My family was able to send some stocking and Christmas presents early with Dr. Charles Short who came to the Partners’ Consultation representing the three US partner synods.  He was one of two people, though, who had a tight connection through Atlanta on the way to Cameroon.  Unfortunately, their luggage didn’t arrive with them! (That must be part of plan J…) It came later, when they were in GB.  So, they got their luggage a couple of days before they left the country.  Still, all items they brought to share were intact.  The women of St. Paul’s in Baton Rouge, LA made a beautiful banner for the church in CAR.  I re-glued a couple of letter that came loose and have repacked the banner ready for the next leg of its trip to Bouar; I hope someone will be in GB soon to pick it up (along with a few other items.)

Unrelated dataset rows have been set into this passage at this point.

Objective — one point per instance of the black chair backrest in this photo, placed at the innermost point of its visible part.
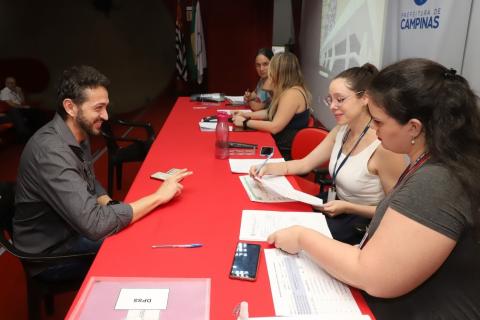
(7, 205)
(107, 132)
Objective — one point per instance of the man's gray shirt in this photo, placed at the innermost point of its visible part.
(56, 196)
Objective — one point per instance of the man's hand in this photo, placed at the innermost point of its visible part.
(171, 187)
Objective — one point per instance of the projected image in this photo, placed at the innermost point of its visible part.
(352, 34)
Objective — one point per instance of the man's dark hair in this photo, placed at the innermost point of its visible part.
(73, 83)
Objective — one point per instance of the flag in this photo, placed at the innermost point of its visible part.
(199, 49)
(180, 46)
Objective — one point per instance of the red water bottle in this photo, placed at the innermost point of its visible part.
(221, 142)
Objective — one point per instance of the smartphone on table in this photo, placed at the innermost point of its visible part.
(266, 151)
(245, 261)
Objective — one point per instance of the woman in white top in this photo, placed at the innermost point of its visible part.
(362, 170)
(259, 98)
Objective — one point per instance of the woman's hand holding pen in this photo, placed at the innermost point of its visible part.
(249, 96)
(238, 119)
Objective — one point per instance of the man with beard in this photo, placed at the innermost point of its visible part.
(60, 206)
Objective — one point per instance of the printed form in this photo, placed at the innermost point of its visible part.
(276, 189)
(257, 225)
(259, 193)
(243, 165)
(300, 287)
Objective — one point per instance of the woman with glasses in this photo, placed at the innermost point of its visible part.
(289, 110)
(362, 170)
(259, 98)
(421, 258)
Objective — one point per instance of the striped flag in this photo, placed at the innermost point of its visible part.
(200, 52)
(180, 46)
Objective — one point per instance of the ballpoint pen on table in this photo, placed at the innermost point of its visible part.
(188, 245)
(241, 311)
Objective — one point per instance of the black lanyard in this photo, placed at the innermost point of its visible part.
(413, 167)
(345, 137)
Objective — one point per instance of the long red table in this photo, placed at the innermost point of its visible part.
(208, 212)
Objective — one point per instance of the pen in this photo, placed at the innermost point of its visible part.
(188, 245)
(264, 162)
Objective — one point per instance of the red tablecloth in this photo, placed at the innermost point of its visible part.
(208, 212)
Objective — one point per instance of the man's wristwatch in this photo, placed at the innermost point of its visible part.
(245, 122)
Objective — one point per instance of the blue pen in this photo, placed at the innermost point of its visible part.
(189, 245)
(264, 162)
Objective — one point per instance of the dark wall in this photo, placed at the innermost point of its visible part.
(133, 43)
(235, 30)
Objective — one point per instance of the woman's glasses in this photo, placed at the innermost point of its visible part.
(328, 100)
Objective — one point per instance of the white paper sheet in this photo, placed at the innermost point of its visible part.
(210, 126)
(231, 111)
(142, 299)
(243, 165)
(259, 193)
(235, 100)
(257, 225)
(317, 317)
(291, 193)
(300, 287)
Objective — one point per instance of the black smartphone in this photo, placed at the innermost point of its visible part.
(266, 151)
(245, 261)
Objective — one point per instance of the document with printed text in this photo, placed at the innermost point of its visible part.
(257, 192)
(257, 225)
(300, 287)
(276, 189)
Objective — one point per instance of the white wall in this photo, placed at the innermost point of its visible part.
(471, 64)
(310, 37)
(309, 40)
(283, 31)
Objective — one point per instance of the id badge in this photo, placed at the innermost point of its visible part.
(332, 194)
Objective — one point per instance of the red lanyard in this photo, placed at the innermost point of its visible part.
(413, 167)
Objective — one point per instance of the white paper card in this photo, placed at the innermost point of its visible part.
(143, 315)
(142, 299)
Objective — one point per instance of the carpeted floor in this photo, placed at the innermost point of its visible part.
(13, 304)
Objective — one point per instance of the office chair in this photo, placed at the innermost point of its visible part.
(132, 149)
(304, 142)
(38, 289)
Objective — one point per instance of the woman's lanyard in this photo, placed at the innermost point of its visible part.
(413, 167)
(332, 192)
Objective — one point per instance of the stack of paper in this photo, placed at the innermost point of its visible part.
(276, 189)
(210, 126)
(243, 165)
(235, 100)
(257, 225)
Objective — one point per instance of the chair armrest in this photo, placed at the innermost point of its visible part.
(42, 258)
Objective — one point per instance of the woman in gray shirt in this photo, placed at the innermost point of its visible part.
(421, 257)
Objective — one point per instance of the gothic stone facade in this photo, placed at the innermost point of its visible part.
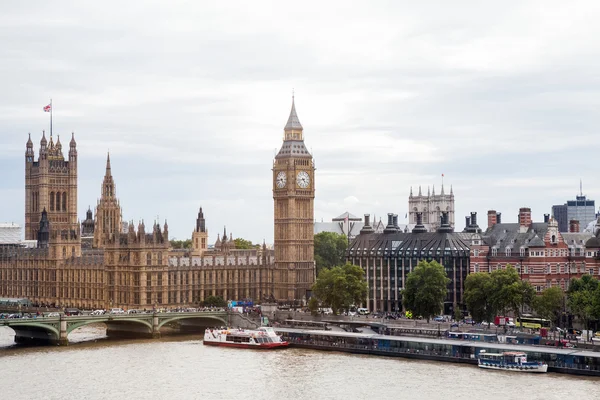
(138, 269)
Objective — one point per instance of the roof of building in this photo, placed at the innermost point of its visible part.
(10, 233)
(420, 245)
(576, 238)
(345, 215)
(509, 235)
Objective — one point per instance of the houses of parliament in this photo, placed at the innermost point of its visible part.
(97, 264)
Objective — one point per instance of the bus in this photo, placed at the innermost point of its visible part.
(532, 322)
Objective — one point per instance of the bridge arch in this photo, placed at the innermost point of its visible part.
(71, 327)
(192, 316)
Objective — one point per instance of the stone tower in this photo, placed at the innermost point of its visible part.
(200, 236)
(431, 206)
(108, 211)
(51, 184)
(293, 195)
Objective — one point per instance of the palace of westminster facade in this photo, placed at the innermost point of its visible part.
(97, 265)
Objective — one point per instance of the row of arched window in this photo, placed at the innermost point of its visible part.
(55, 201)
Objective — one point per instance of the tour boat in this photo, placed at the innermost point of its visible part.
(510, 361)
(261, 338)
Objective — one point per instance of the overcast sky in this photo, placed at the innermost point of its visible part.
(191, 99)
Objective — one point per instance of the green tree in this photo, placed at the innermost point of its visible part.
(341, 287)
(244, 244)
(583, 298)
(479, 289)
(330, 250)
(425, 290)
(214, 301)
(181, 244)
(550, 303)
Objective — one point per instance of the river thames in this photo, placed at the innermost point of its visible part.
(181, 367)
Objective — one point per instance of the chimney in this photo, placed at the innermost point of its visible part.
(473, 218)
(492, 218)
(525, 216)
(367, 227)
(390, 226)
(574, 226)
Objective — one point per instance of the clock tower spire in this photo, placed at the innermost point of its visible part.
(293, 196)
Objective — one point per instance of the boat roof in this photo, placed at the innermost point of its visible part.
(504, 347)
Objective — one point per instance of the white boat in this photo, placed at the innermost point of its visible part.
(510, 361)
(261, 338)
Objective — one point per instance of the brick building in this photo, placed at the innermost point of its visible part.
(540, 253)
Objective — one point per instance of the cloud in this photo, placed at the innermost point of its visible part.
(191, 99)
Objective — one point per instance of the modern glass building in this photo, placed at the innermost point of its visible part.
(580, 209)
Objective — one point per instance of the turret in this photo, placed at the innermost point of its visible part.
(29, 153)
(43, 146)
(72, 149)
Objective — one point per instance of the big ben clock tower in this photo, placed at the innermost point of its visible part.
(293, 195)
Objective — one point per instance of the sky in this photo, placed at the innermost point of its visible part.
(191, 98)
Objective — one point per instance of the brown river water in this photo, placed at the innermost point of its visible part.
(180, 367)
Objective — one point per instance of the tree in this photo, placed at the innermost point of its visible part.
(479, 289)
(340, 287)
(425, 290)
(330, 250)
(214, 301)
(550, 303)
(181, 244)
(583, 298)
(313, 305)
(244, 244)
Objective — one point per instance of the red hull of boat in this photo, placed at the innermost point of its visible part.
(262, 346)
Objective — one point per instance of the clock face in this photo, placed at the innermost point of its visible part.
(281, 180)
(303, 179)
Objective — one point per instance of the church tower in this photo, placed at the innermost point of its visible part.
(293, 195)
(108, 211)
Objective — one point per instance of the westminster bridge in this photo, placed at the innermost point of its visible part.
(55, 330)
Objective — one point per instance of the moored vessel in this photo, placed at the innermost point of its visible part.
(510, 361)
(261, 338)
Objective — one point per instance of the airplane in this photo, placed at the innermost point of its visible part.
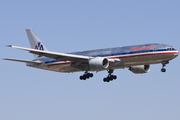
(137, 58)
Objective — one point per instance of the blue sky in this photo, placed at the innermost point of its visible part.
(64, 26)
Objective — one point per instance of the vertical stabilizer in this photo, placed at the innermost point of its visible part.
(35, 42)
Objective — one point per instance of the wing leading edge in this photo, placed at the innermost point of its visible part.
(55, 55)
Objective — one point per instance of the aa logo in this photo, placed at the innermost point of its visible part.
(39, 46)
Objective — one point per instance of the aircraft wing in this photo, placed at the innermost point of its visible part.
(55, 55)
(25, 61)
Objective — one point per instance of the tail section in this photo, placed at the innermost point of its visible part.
(35, 42)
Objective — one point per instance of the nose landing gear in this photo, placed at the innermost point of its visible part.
(86, 76)
(163, 65)
(110, 77)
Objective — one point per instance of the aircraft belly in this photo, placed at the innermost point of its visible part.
(58, 68)
(146, 60)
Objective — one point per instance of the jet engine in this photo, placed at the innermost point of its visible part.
(98, 63)
(140, 69)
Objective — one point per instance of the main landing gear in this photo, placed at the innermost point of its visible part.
(86, 76)
(110, 77)
(163, 65)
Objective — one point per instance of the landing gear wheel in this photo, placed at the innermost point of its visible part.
(86, 76)
(163, 70)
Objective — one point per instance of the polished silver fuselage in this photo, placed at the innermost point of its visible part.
(124, 57)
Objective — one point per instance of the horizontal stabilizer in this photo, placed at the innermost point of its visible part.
(25, 61)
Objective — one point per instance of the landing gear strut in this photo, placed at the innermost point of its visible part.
(163, 65)
(110, 77)
(86, 76)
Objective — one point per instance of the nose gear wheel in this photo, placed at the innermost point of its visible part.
(86, 76)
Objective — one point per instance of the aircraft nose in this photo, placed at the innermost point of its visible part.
(176, 53)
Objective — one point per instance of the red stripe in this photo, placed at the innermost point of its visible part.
(145, 55)
(122, 57)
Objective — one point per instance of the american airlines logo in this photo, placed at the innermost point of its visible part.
(142, 48)
(39, 46)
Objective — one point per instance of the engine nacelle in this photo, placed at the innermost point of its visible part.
(98, 63)
(140, 69)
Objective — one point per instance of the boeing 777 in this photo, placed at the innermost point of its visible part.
(137, 58)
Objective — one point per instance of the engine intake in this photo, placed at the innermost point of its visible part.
(98, 63)
(140, 69)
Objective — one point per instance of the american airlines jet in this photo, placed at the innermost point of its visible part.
(137, 58)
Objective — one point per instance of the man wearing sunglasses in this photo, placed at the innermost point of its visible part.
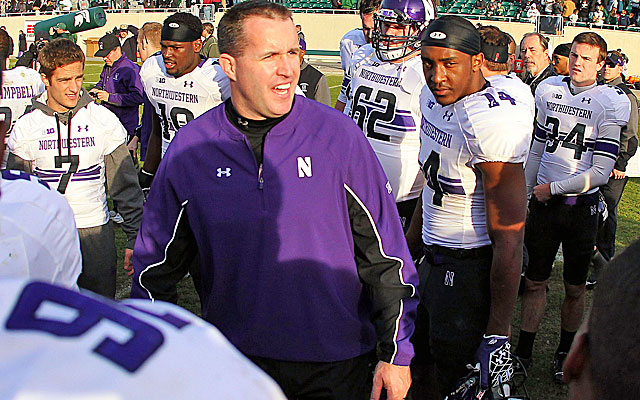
(612, 191)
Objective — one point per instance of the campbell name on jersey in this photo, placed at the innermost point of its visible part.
(71, 157)
(486, 126)
(180, 100)
(569, 125)
(19, 86)
(385, 103)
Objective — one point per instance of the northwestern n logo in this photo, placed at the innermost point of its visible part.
(304, 167)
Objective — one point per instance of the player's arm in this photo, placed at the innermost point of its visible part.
(154, 152)
(628, 138)
(123, 187)
(604, 157)
(506, 203)
(166, 245)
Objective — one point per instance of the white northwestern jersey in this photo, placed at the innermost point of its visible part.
(71, 160)
(385, 103)
(38, 236)
(569, 125)
(19, 86)
(179, 100)
(516, 88)
(61, 344)
(350, 42)
(486, 126)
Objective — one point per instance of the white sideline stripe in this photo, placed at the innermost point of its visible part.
(375, 229)
(173, 236)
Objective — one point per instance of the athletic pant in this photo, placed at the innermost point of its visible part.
(99, 256)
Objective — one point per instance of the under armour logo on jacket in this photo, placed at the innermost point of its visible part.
(226, 172)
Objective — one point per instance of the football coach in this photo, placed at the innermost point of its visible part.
(303, 260)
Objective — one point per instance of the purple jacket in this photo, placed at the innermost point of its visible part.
(301, 259)
(122, 81)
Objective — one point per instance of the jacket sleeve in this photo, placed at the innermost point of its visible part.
(131, 92)
(628, 137)
(381, 253)
(123, 187)
(166, 245)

And, I got my Christmas presents!  Thanks, family and Chuck.  I will admit to opening one present which was covers for heating food in the new (to me) microwave.  I have been using them already.  The other gifts are waiting.  Will I make it to Christmas???  Time will tell.

Another Plan Q? 
Photo credit: Reuters/Stringer
There have been several signs of hope for peace in CAR.  One group of rebels whose leader is Abdoulaye Miskine had taken hostages (Cameroonian, Central African, and one Polish priest).  They wanted to make an exchange for their leader who was being held in Cameroon.  Last week, 16 hostages were released unharmed.  In exchange, Miskine was sent to Brazzaville, Republic of Congo;
he has announced that he will work for peace in CAR.  (Not to be pessimistic, but he and his rebels have caused LOTS of problems and destruction in the country for years…  Can/will he now work for peace?? Let’s hope and pray he does.)  See
Voice of America file photo - Anti-balaka fighters stand for a photo in Boda, Central African Republic, Aug. 2014

Yesterday and today, the internet and radio news programs are talking a lot about the fact that Patrice Edouard Ngaissona, national coordinator of the anti-Balaka, has announced that his troops will turn in their arms and continue their struggle only through the political system.  They are creating a new political party.  How will that work?  It is not clear.  Some of these rebels supported Francois Bozizé, the president who was ousted in the 2013 takeover (He had also come into power in a 2003 coup d’etat…), he already has a political party.  Also, the rebels are really divided into various sections – that can’t seem to agree on much. (See and also - for a less optimistic view.) Does this leader speak for all the so-called “Christian” groups?  Will the (mostly Muslim) Seleka follow suit and lay down their arms?  We can only hope and pray that it is so. 

Pray and work for peace – in CAR and around the world.